There seems to be no question that Roger Federer, Rafael Nadal, and Novak Djokovic will hit the ground running in 2020 and could very well keep up the pace well into the new decade. After all, they combined to win the last twelve Majors. And as a testament to their longevity, here's the shocker -- we could've said almost the same thing ten years ago: between 2005 and 2009, there were only two Slams that didn't go to the trio! (To be fair, Nole only accounted for one of those in the last decade. He's got fifteen this past one, and as the youngest of the three seems most likely to last longest into the '20s.)

Sure there were moments when a couple others showed signs of promise. Andy Murray for a while threatened to infiltrate the group -- for a while I was irked by the fact that he was consistently included in the Big Four while Juan Martin Del Potro was never given a shot -- and Stan Wawrinka managed to stake his claim to three Majors himself. Even Marin Cilic, who managed a couple finals after his breakthrough in New York, has held his own. All have struggled with injury, Murray even coming to the brink of retirement, but they certainly remain relevant in the latter half of draws -- Murray even pulled off a stunning title run in Antwerp in October.

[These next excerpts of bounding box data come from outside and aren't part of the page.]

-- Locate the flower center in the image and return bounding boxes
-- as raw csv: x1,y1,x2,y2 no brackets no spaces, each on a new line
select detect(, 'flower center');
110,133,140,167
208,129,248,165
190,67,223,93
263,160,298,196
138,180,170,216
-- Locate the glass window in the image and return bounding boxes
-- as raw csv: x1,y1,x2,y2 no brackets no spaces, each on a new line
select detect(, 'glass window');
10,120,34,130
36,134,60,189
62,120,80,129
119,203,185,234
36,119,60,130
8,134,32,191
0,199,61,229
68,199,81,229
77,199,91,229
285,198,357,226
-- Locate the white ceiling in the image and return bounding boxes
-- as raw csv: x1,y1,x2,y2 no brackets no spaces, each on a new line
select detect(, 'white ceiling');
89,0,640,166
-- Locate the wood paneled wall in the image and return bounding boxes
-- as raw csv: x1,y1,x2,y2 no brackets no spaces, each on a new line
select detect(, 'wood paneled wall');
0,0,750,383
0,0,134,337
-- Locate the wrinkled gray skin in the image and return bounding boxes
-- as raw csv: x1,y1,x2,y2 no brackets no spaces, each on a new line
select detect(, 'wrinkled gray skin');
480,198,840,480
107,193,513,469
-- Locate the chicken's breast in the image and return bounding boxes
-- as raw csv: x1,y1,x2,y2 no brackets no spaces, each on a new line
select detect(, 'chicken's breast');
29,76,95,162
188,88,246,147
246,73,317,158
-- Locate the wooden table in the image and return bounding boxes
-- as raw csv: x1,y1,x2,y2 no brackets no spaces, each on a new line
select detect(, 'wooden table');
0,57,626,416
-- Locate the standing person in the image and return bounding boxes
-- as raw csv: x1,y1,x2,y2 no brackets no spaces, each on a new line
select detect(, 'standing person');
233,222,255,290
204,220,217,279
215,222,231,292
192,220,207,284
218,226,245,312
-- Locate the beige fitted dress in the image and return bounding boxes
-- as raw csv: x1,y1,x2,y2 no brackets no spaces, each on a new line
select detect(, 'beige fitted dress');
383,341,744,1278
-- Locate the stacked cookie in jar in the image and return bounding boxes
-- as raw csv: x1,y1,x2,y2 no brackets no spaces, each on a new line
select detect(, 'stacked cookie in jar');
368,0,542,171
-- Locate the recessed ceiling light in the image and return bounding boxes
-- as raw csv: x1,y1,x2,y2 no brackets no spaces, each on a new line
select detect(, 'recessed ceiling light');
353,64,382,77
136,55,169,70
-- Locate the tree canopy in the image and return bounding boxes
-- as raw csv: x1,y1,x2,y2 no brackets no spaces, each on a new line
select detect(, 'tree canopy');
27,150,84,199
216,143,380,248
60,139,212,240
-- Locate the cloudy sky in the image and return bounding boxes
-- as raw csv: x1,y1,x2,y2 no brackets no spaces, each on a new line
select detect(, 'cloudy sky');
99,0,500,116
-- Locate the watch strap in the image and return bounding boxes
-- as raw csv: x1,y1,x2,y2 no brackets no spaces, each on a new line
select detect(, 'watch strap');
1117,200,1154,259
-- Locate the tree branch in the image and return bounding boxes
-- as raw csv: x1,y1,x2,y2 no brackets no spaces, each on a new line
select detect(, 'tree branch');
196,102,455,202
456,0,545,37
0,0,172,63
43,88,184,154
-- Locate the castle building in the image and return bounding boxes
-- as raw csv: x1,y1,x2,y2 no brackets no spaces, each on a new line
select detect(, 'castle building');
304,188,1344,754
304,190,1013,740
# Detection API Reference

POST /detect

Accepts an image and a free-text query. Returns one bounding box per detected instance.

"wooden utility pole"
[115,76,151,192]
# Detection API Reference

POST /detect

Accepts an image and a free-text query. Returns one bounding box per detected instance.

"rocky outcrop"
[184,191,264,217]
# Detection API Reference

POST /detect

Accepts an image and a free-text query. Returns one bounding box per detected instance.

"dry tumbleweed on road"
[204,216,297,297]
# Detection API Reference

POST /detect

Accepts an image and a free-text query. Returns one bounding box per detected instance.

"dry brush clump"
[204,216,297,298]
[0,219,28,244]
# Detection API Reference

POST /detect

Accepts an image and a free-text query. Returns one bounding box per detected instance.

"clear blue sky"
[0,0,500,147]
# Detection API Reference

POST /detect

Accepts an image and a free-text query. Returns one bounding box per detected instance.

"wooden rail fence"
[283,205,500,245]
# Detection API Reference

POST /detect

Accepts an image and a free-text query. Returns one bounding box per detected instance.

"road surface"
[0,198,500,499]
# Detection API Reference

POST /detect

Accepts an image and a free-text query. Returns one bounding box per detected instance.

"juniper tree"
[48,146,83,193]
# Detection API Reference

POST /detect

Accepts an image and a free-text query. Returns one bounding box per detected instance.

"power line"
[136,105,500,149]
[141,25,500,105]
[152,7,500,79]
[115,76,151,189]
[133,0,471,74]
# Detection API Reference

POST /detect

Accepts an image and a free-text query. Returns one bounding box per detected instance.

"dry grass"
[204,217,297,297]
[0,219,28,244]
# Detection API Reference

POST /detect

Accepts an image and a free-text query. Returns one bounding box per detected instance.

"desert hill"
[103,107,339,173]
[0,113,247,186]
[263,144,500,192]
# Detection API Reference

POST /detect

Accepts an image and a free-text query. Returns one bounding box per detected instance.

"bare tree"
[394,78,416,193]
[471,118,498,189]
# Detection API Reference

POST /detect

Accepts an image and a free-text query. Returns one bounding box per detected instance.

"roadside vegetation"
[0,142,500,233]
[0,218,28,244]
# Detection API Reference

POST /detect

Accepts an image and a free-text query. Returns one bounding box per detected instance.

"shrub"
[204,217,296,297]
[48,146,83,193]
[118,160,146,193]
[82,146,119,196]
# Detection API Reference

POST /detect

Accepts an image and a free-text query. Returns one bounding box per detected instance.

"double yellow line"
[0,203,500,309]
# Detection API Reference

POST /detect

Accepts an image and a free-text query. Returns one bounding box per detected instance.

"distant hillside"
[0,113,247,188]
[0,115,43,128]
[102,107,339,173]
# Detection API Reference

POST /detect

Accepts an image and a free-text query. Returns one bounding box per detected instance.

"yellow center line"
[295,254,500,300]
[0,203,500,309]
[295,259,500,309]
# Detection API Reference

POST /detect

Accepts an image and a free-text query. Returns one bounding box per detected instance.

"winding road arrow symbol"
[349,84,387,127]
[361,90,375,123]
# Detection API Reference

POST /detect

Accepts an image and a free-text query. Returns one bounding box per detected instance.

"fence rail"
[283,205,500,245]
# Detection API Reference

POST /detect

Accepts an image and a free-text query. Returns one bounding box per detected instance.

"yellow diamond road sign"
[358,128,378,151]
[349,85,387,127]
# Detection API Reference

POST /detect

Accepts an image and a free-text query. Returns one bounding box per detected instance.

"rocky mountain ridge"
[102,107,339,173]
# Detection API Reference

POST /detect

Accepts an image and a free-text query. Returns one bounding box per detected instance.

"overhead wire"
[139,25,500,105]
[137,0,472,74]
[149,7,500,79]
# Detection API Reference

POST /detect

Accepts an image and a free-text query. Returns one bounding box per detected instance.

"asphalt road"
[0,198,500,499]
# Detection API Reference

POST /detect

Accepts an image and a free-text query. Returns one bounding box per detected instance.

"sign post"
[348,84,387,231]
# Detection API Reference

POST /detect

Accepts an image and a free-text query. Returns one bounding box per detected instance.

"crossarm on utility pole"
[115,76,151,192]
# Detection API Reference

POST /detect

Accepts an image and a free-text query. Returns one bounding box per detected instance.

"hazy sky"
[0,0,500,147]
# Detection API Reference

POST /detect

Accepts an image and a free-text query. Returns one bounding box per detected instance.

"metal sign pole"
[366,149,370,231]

But if we're looking for the next generation of power players -- after all, the reign of Rafa, Roger, and Nole cannot last forever -- we may have to look elsewhere. And this year may have given us the best opportunity yet to find those contenders. The average age of the top ten, minus the Big Three, is the youngest it's been since 2009, and some of them have already made strides. Dominic Thiem has reached two Major finals, and Daniil Medvedev looked for a moment like he could have been the spoiler at this past U.S. Open. Meanwhile Alexander Zverev may have had a quiet start to the year, but he bounced back in London with a run to the semis. And Stefanos Tsitsipas, who rocketed up the rankings in the last 18 months, has wins over all of the Big Three this year -- and a shiny new ATP Finals trophy to boot.

There are real hopefuls outside the top ten too. I've held my breath more than a few times watching Karen Khachanov face off against Nadal over the years. And young Felix Auger-Aliassime, the surprise semifinalist in Miami this year, has a handful of wins over the elite players this year. It may be a couple years before their breakouts, but at the very least, I'm going to have to learn how to pronounce more than a couple of names. And of course, there are the surprise stand-outs that seemingly come out of nowhere.

Of course, I don't expect the Three Kings to leave the door too wide open for these guys. I imagine they've still got at least a handful of big titles left in them, but we're certainly facing a regime change soon. Will the game be the same when they hang up their hats? Of course not. But there seems to be some hope for what's to come.

Well, I think that's good for now. Come back tomorrow for my thoughts on Serena in 2020. And be sure to keep coming back to Tennis Spin all year long!

(1) My other career -- thankfully -- is no longer so all-consuming and now affords me the luxury of spending more time here. My other resolution -- recurring -- is to improve my posture, but I've failed at keeping that up past Day One some six years running. Hopefully I'll be more successful with this.

(2) Exactly how tall do you have to be, and how high should you toss the ball, and at what angle should you hold your racket, to hit a 125 mph serve wide into the deuce court when you're in Cincinnati and there's a tornado brewing in Toledo?

(3) No matter now get-able those shots seem on TV.

(4) I promise, though, that I have no intention of mimicking Wallace's prolific use of footnotes. This is my last one, I swear.